(Reuters) - The Food and Drug Administration approved Rockwell Medical Inc’s drug for treating iron loss in chronic kidney disease patients on dialysis, sending the company’s shares up about 15 percent in premarket trading.
The drug, Triferic, replaces the 5-7 mg of iron patients tend to lose during each dialysis session.
Anemia is common in kidney disease patients, who lose iron either due to dialysis or because they are unable to produce erythropoietin, a hormone that helps in red blood cell production.
Triferic, which is added to the dialysis solution, is the first drug that allows dialysis patients to maintain target hemoglobin without the need for intravenous iron.
The drug delivers iron directly to the bone marrow, just like dietary iron, Stifel Nicolaus analyst Annabel Samimy said.
Iron administered intravenously is less efficient as it is encased in a shell, which goes into the liver before being delivered and gets blocked by the immune system, she said.
Samimy said she expected Triferic to hit peak sales of $200 million-$250 million in the United States.
Rockwell estimates the market for the drug at $300 million-600 million in the United States. The company pegs the global market for Triferic at more than $1 billion, with annual growth of 6-8 percent. (bit.ly/1yV4GtH)

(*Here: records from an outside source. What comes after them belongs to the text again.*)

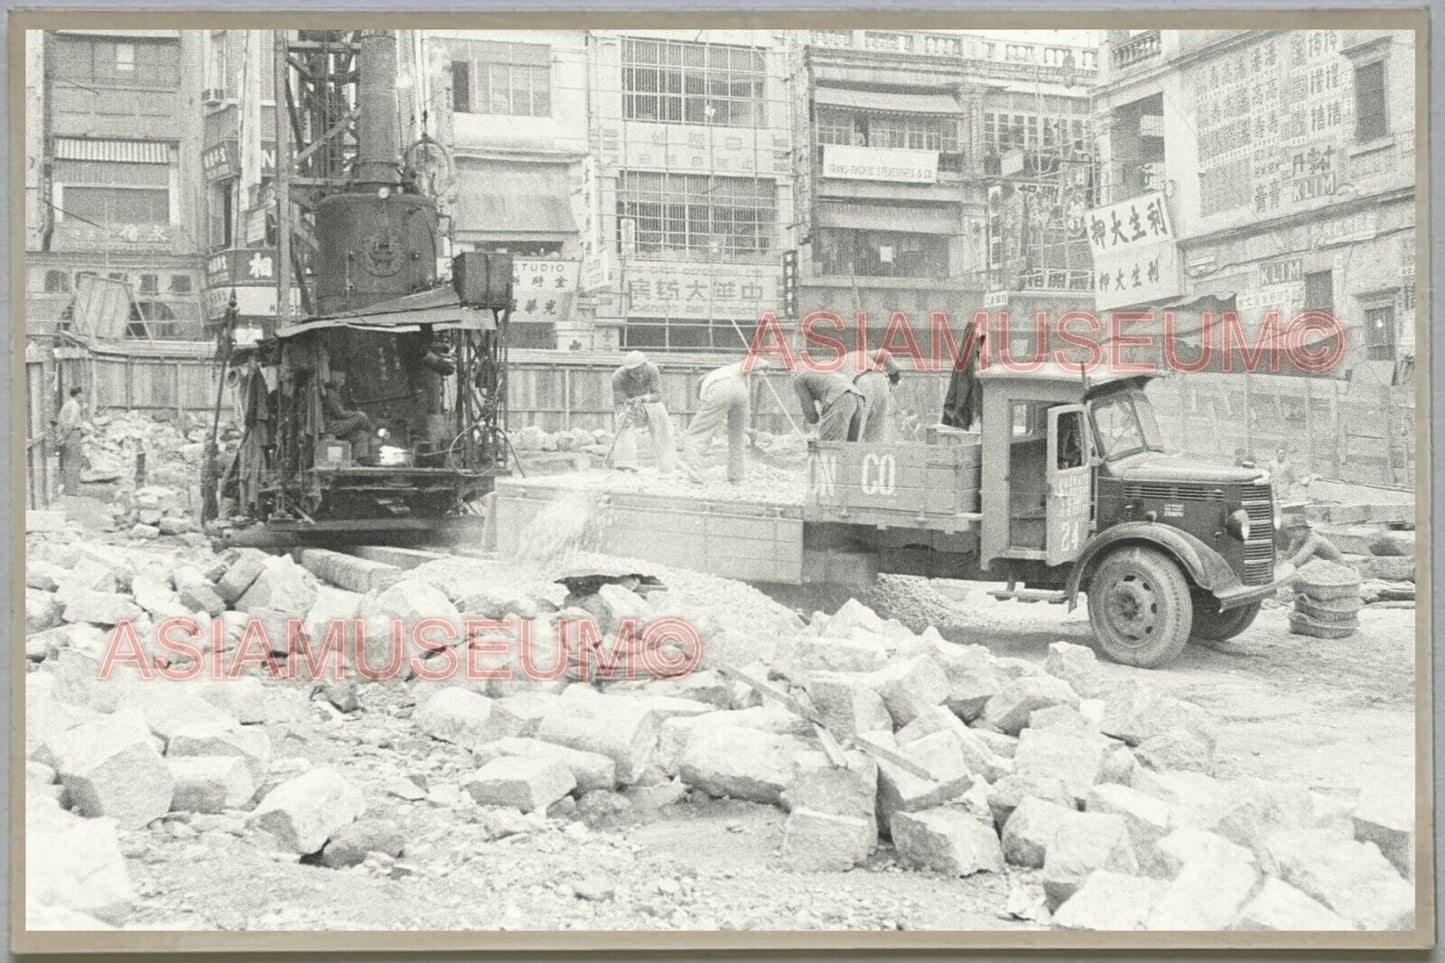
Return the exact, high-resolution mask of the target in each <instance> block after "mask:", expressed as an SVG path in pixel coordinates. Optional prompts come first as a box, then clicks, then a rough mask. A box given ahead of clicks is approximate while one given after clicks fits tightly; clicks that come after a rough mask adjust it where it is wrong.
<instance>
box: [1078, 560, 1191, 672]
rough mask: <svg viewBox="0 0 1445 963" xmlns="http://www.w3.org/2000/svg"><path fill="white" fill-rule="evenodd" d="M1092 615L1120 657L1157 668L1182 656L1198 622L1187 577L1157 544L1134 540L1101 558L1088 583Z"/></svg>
mask: <svg viewBox="0 0 1445 963" xmlns="http://www.w3.org/2000/svg"><path fill="white" fill-rule="evenodd" d="M1088 620H1090V626H1091V628H1092V629H1094V638H1095V639H1098V643H1100V646H1101V648H1103V649H1104V654H1105V655H1108V658H1111V659H1114V661H1116V662H1123V664H1124V665H1137V667H1140V668H1157V667H1160V665H1166V664H1169V662H1172V661H1173V659H1176V658H1179V652H1182V651H1183V646H1185V643H1186V642H1188V641H1189V630H1191V628H1192V623H1194V606H1192V600H1191V599H1189V581H1188V580H1186V578H1185V577H1183V571H1181V568H1179V565H1178V564H1176V562H1175V561H1173V560H1172V558H1169V557H1168V555H1165V554H1163V552H1159V551H1155V549H1153V548H1142V547H1137V545H1130V547H1126V548H1118V549H1116V551H1113V552H1110V554H1108V555H1105V557H1104V560H1103V561H1100V564H1098V567H1097V568H1095V570H1094V574H1092V577H1091V578H1090V586H1088Z"/></svg>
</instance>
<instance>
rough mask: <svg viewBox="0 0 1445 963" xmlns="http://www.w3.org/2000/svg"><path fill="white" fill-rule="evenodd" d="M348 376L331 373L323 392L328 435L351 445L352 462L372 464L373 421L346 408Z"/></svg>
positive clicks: (351, 458) (363, 414)
mask: <svg viewBox="0 0 1445 963" xmlns="http://www.w3.org/2000/svg"><path fill="white" fill-rule="evenodd" d="M345 388H347V373H345V372H344V370H340V369H337V370H332V372H331V377H329V380H327V383H325V388H324V392H322V398H321V401H322V406H324V409H325V425H327V428H325V432H327V434H328V435H331V437H334V438H340V440H342V441H347V442H350V444H351V460H353V461H355V463H357V464H371V418H370V416H368V415H367V414H366V412H364V411H355V409H353V408H347V392H345Z"/></svg>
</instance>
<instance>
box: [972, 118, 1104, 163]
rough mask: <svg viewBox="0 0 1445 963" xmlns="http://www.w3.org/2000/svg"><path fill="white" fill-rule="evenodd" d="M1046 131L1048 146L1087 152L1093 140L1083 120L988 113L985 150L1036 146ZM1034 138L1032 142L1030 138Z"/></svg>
mask: <svg viewBox="0 0 1445 963" xmlns="http://www.w3.org/2000/svg"><path fill="white" fill-rule="evenodd" d="M1040 127H1042V132H1043V146H1045V147H1069V149H1072V150H1079V152H1082V150H1087V149H1088V142H1090V139H1091V137H1092V129H1091V126H1090V121H1088V120H1085V119H1082V117H1068V116H1059V117H1036V116H1027V114H1013V120H1010V119H1009V114H996V113H991V111H985V113H984V150H985V152H988V153H1003V152H1006V150H1012V149H1013V147H1023V146H1036V145H1038V137H1039V130H1040ZM1030 137H1032V139H1030Z"/></svg>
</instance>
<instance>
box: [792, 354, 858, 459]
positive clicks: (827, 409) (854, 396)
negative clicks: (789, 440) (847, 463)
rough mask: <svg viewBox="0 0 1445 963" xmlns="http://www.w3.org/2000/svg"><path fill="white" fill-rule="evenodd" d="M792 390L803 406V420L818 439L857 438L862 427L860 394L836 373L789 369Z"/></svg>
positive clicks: (800, 369) (856, 438) (836, 372)
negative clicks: (791, 371) (791, 384)
mask: <svg viewBox="0 0 1445 963" xmlns="http://www.w3.org/2000/svg"><path fill="white" fill-rule="evenodd" d="M793 390H795V392H798V401H799V402H802V406H803V422H806V424H808V427H809V429H811V431H814V432H815V434H816V437H818V441H857V440H858V432H860V431H861V429H863V393H861V392H860V390H858V389H857V388H855V386H854V383H853V382H851V380H848V377H845V376H844V375H838V373H837V372H812V370H808V369H805V367H799V369H798V370H796V372H793Z"/></svg>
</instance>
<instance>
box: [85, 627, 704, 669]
mask: <svg viewBox="0 0 1445 963" xmlns="http://www.w3.org/2000/svg"><path fill="white" fill-rule="evenodd" d="M231 632H234V626H228V625H227V623H225V620H224V619H211V620H210V623H207V622H204V620H198V619H192V617H186V616H178V617H169V619H162V620H160V622H158V623H156V625H155V629H153V635H152V639H153V645H149V646H147V645H144V643H142V638H140V633H139V632H137V629H136V626H134V625H133V623H131V622H130V620H129V619H124V620H121V622H118V623H116V626H114V628H113V629H111V632H110V636H108V638H107V641H105V648H104V651H103V654H101V659H100V667H98V671H97V675H98V678H100V680H103V681H105V680H110V677H111V675H113V674H116V672H127V674H133V677H136V678H139V680H140V681H156V680H160V681H172V682H184V681H194V680H199V678H210V680H217V681H220V680H234V678H240V677H241V675H243V674H247V672H249V671H262V672H264V674H269V675H270V677H272V678H280V680H296V678H305V680H325V678H334V680H340V678H344V677H345V675H347V674H350V672H354V674H355V675H358V677H360V678H363V680H367V681H373V682H374V681H384V680H397V681H405V680H407V678H412V677H416V678H420V680H425V681H429V682H441V681H457V680H465V681H468V682H487V681H510V680H514V678H517V680H520V678H526V680H532V681H542V682H548V681H555V680H558V678H562V675H566V677H568V678H572V680H604V681H608V680H649V678H673V680H675V678H683V677H686V675H689V674H691V672H694V671H696V668H698V667H699V665H701V664H702V636H701V633H699V632H698V630H696V626H694V625H692V623H691V622H688V620H686V619H678V617H672V616H668V617H660V619H649V620H647V623H646V625H644V626H639V625H637V620H636V619H618V620H617V623H616V625H614V626H613V629H611V632H610V633H604V632H603V630H601V629H600V628H598V625H597V622H595V620H592V619H555V620H535V619H520V617H510V619H464V620H462V622H461V623H460V625H458V623H455V622H452V620H449V619H442V617H426V619H389V620H384V622H383V625H377V620H376V619H370V620H368V619H329V620H327V622H325V623H322V625H321V626H308V625H306V623H305V622H303V620H302V619H288V620H286V622H285V623H279V622H272V623H267V622H266V620H263V619H249V620H247V622H246V625H244V626H243V629H241V635H240V638H238V639H237V641H236V643H234V645H230V642H228V638H230V635H231ZM249 667H256V669H249Z"/></svg>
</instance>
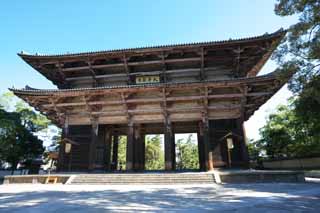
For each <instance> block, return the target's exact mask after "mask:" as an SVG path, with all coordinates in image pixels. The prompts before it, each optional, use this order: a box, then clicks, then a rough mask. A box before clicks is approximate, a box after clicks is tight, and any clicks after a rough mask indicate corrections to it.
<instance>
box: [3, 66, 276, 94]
mask: <svg viewBox="0 0 320 213" xmlns="http://www.w3.org/2000/svg"><path fill="white" fill-rule="evenodd" d="M276 74H277V71H273V72H271V73H267V74H265V75H261V76H254V77H242V78H236V79H226V80H206V81H193V82H170V83H149V84H134V85H119V86H101V87H88V88H71V89H35V88H31V87H29V86H26V87H25V88H22V89H16V88H8V89H9V90H10V91H12V92H26V93H32V92H33V93H38V94H41V93H48V92H49V93H50V92H78V91H85V90H101V89H125V88H141V87H153V86H162V85H168V86H171V85H178V84H180V85H181V84H190V83H191V84H194V83H216V82H232V81H244V80H252V79H255V80H259V79H265V78H272V77H274V76H275V75H276Z"/></svg>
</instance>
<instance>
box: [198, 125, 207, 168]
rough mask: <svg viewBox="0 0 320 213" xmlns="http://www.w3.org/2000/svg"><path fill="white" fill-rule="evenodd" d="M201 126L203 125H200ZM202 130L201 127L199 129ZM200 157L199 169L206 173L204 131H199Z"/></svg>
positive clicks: (201, 127) (198, 138)
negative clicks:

“(The) approval is important for the company as it will take them into a higher margin drug business ...” Samimy said.
Amag Pharmaceuticals Inc’s Feraheme, which was approved in 2009 for the same indication, is administered as an undiluted injection.
Keryx Biopharmaceuticals Inc is also testing its drug, Auryxia, in a late-stage trial to treat iron deficiency in non-dialysis chronic kidney disease patients.
An advisory panel to the FDA had recommended an approval for Rockwell’s drug in November.
Rockwell’s shares were trading at $12.79 before the bell.